Balsamic Tomato Tortellini
Yields: 2 to 3 servings
  • 1 package (9 ounces) tortellini - any variety (I use cheese)
  • 2 cups fresh cherry tomatoes, sliced in half
  • 4 to 5 garlic cloves, sliced
  • 2 tablespoons Arbequina Pompeian Olive Oil, divided
  • 2 tablespoons balsamic vinegar
  • grated Parmesan cheese, for topping
  • crushed red pepper (optional) for topping
  1. Preheat oven to 425°F. Line a rimmed baking sheet with nonstick foil (or spray foil with cooking spray).
  2. Toss sliced tomatoes and garlic with 1 tablespoon olive oil.

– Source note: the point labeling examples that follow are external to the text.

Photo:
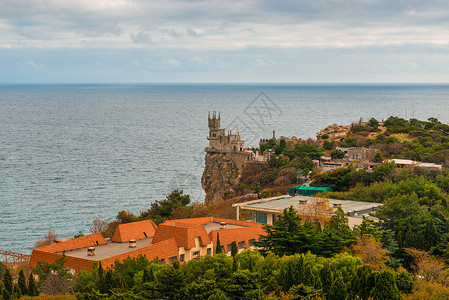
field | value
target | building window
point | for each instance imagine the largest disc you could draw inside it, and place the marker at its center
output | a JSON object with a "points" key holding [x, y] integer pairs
{"points": [[172, 259], [241, 245], [259, 217], [251, 242]]}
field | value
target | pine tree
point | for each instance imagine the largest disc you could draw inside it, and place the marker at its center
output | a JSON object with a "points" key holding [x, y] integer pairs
{"points": [[338, 290], [219, 295], [326, 277], [6, 295], [7, 281], [360, 283], [17, 293], [385, 288], [146, 275], [234, 249], [22, 283], [100, 278], [430, 236], [32, 287], [218, 249], [109, 282]]}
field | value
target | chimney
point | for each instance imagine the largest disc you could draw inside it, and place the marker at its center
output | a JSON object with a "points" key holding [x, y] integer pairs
{"points": [[91, 251]]}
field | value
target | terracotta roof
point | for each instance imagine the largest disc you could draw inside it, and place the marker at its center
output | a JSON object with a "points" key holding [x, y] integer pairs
{"points": [[72, 262], [205, 220], [77, 243], [227, 236], [183, 233], [134, 231], [165, 250]]}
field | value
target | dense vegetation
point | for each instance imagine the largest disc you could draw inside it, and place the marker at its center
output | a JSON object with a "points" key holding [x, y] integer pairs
{"points": [[413, 139], [297, 261]]}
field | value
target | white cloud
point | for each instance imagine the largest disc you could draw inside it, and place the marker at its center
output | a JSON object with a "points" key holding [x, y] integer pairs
{"points": [[219, 36], [141, 38], [172, 62]]}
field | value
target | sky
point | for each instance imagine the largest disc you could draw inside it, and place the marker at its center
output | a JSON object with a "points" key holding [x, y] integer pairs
{"points": [[302, 41]]}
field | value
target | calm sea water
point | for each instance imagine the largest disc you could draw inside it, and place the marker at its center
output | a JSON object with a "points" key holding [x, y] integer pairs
{"points": [[72, 153]]}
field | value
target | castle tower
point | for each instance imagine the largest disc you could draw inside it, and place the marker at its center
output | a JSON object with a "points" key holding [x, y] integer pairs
{"points": [[214, 122], [214, 130]]}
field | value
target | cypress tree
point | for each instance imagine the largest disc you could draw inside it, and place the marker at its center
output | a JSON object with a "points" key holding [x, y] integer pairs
{"points": [[360, 282], [100, 278], [7, 281], [218, 249], [109, 282], [326, 277], [385, 288], [430, 236], [32, 287], [22, 283], [234, 249], [6, 294], [146, 276], [17, 293], [338, 290], [219, 295]]}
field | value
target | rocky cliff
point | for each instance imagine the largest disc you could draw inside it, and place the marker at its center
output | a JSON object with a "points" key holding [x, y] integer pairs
{"points": [[222, 173]]}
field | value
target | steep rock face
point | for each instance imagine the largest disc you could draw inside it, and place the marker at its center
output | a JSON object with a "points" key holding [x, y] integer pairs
{"points": [[222, 173]]}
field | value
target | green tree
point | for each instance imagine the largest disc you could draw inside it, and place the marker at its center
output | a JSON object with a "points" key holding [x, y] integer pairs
{"points": [[328, 145], [360, 282], [241, 283], [338, 290], [218, 248], [7, 281], [302, 291], [306, 165], [378, 157], [234, 249], [32, 286], [170, 283], [22, 283], [385, 287], [219, 295], [287, 236], [337, 154]]}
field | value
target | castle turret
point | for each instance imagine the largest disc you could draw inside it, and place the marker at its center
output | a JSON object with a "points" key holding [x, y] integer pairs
{"points": [[219, 140], [214, 122]]}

Pour in a single layer onto prepared baking sheet. Cook for 25 to 30 minutes, or until tomatoes soften and garlic browns (watch carefully so it doesn't burn).
  3. Meanwhile cook tortellini according to package directions. Drain and put into serving bowl.
  4. In a small bowl, mix remaining olive oil and balsamic vinegar until combined.
  5. Pour roasted tomatoes and garlic over tortellini, toss gently to combine.
  6. Pour olive oil/balsamic vinegar mixture over tomatoes and toss to coat. Top with fresh Parmesan cheese and/or crushed red pepper, as desired.